Meditation Techniques for Beginners

I’m going to share my BEST meditation techniques for beginners that will have you feeling much more excited and inspired to meditate every single day. I know meditation has developed a certain ‘rep’ that may leave you feeling uninspired to meditate. So, before we dive in, let’s first quickly go over the health benefits of meditation…

Quick Benefits of Meditation:

  • Boosts your health and happiness
  • Reduces stress and anxiety levels
  • Promotes emotional well-being
  • Enhances self-awareness
  • Lengthens attention span
  • Improves sleep
  • Improves concentration and focus

Key Principles You Must GET

Now that you know why you should do it, here’s some really important things you MUST KNOW before we get into the specific meditation techniques for beginners.

  1. Let go of what it “should” look like. Stop SHOULDING on yourself!

    There is no right or wrong way to meditate. What works for someone else may not work for you.

    Let go of what it should look like. This will free you up immediately.
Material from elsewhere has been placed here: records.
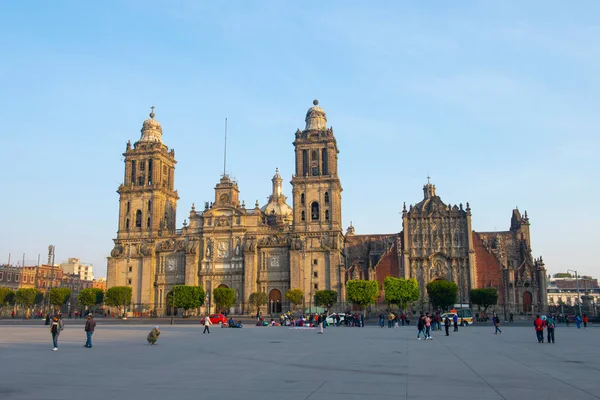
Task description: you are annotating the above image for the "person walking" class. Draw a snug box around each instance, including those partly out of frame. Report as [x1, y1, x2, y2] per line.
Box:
[83, 313, 96, 349]
[546, 315, 556, 343]
[533, 315, 544, 343]
[50, 315, 63, 351]
[492, 314, 502, 335]
[146, 326, 160, 345]
[202, 314, 212, 334]
[444, 316, 450, 336]
[425, 313, 433, 340]
[417, 314, 427, 340]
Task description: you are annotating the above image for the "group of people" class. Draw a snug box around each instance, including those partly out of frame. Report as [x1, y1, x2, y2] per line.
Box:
[46, 313, 96, 351]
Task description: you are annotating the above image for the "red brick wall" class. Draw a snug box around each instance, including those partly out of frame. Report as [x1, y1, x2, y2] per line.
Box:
[375, 241, 400, 301]
[473, 232, 504, 304]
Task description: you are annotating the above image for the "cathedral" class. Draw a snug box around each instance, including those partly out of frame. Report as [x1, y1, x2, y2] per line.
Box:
[107, 100, 547, 315]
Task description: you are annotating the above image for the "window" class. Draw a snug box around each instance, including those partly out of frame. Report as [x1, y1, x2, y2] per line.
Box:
[310, 201, 319, 221]
[310, 150, 319, 176]
[135, 210, 142, 228]
[302, 150, 308, 176]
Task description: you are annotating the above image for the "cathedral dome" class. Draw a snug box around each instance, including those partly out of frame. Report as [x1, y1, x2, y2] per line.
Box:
[305, 100, 327, 131]
[140, 107, 162, 143]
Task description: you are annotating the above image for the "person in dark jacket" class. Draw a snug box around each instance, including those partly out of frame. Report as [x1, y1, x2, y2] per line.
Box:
[83, 313, 96, 349]
[146, 326, 160, 345]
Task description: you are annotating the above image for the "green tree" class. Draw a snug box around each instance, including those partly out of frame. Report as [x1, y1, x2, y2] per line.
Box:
[285, 289, 304, 310]
[383, 276, 419, 308]
[248, 292, 267, 313]
[315, 290, 337, 315]
[346, 280, 379, 312]
[77, 288, 104, 307]
[213, 288, 235, 312]
[471, 288, 498, 313]
[15, 288, 39, 307]
[427, 279, 458, 308]
[104, 286, 131, 314]
[0, 288, 15, 312]
[48, 288, 71, 309]
[167, 285, 206, 316]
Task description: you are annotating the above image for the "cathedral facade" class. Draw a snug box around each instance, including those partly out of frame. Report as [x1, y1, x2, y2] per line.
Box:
[107, 100, 546, 315]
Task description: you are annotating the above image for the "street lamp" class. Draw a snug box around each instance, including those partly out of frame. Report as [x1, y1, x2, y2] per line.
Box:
[567, 269, 583, 317]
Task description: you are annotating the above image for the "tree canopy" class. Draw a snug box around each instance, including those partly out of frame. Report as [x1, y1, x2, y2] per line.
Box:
[167, 285, 206, 313]
[383, 276, 419, 306]
[104, 286, 131, 310]
[471, 288, 498, 313]
[48, 288, 71, 307]
[346, 280, 379, 309]
[248, 292, 267, 312]
[0, 288, 15, 310]
[427, 279, 458, 308]
[77, 288, 104, 307]
[213, 287, 235, 311]
[285, 289, 304, 308]
[315, 290, 337, 312]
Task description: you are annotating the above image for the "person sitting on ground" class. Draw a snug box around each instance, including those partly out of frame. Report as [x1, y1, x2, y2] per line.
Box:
[146, 326, 160, 345]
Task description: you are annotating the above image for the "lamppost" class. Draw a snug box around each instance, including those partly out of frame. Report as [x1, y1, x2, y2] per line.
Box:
[567, 269, 583, 316]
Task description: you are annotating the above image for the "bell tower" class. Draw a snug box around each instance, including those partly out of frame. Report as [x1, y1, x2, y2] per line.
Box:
[292, 100, 342, 233]
[117, 107, 179, 239]
[290, 100, 345, 302]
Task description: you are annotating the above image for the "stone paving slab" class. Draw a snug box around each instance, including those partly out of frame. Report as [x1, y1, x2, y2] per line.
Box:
[0, 321, 600, 400]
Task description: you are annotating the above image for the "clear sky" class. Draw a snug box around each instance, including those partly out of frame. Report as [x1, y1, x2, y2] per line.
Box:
[0, 0, 600, 276]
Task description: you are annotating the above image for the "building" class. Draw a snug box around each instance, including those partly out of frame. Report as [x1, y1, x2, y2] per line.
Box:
[35, 264, 63, 293]
[107, 100, 547, 313]
[548, 276, 600, 314]
[59, 258, 94, 281]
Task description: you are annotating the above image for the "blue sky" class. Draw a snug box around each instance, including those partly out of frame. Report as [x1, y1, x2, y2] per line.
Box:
[0, 0, 600, 276]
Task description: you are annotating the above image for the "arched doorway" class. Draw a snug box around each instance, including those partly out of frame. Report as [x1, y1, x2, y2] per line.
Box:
[269, 289, 281, 314]
[523, 292, 533, 313]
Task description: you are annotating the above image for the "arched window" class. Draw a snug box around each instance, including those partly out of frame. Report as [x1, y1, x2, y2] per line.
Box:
[310, 201, 319, 221]
[310, 150, 319, 176]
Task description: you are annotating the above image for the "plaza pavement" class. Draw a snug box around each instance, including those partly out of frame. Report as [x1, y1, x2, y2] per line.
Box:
[0, 320, 600, 400]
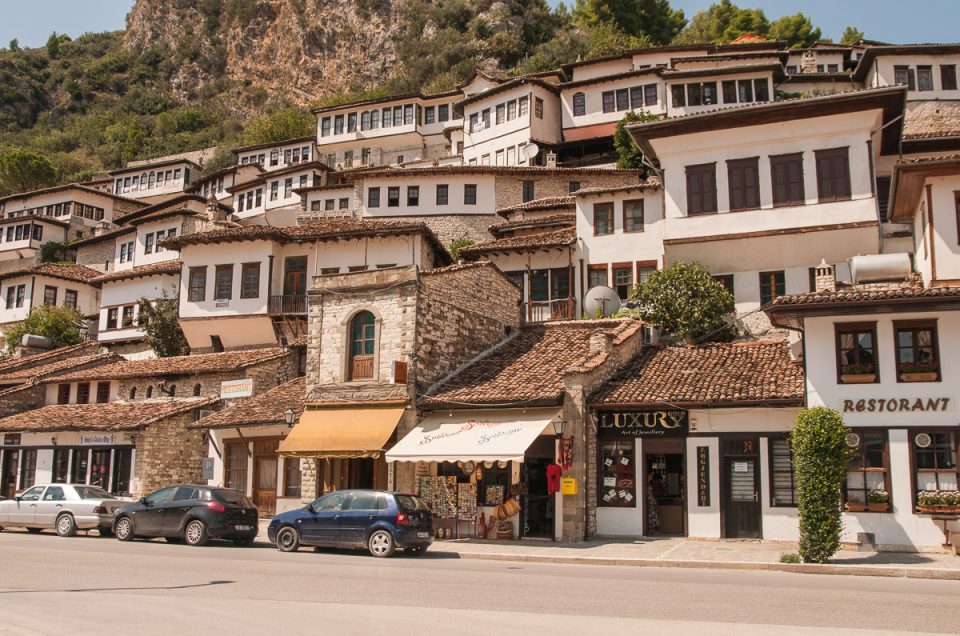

Know that you will be creating your own unique practice and focus on enjoyment instead of “perfection” and “doing it right”.

  2. Be patient.

    Know that this is your practice… and it takes practice. Each time you meditate, you are creating your practice. It is crucial that you be patient and enjoy the process of creating your meditation practice.

    If you don’t already meditate or you’re not quite grasping meditation now, just like anything else in life, it takes time! It will take your commitment, dedication and consistency. Show up every day to your practice and it will show up for you.

    One of my favorite examples of this is in Julia Roberts’ Eat, Pray, Love movie.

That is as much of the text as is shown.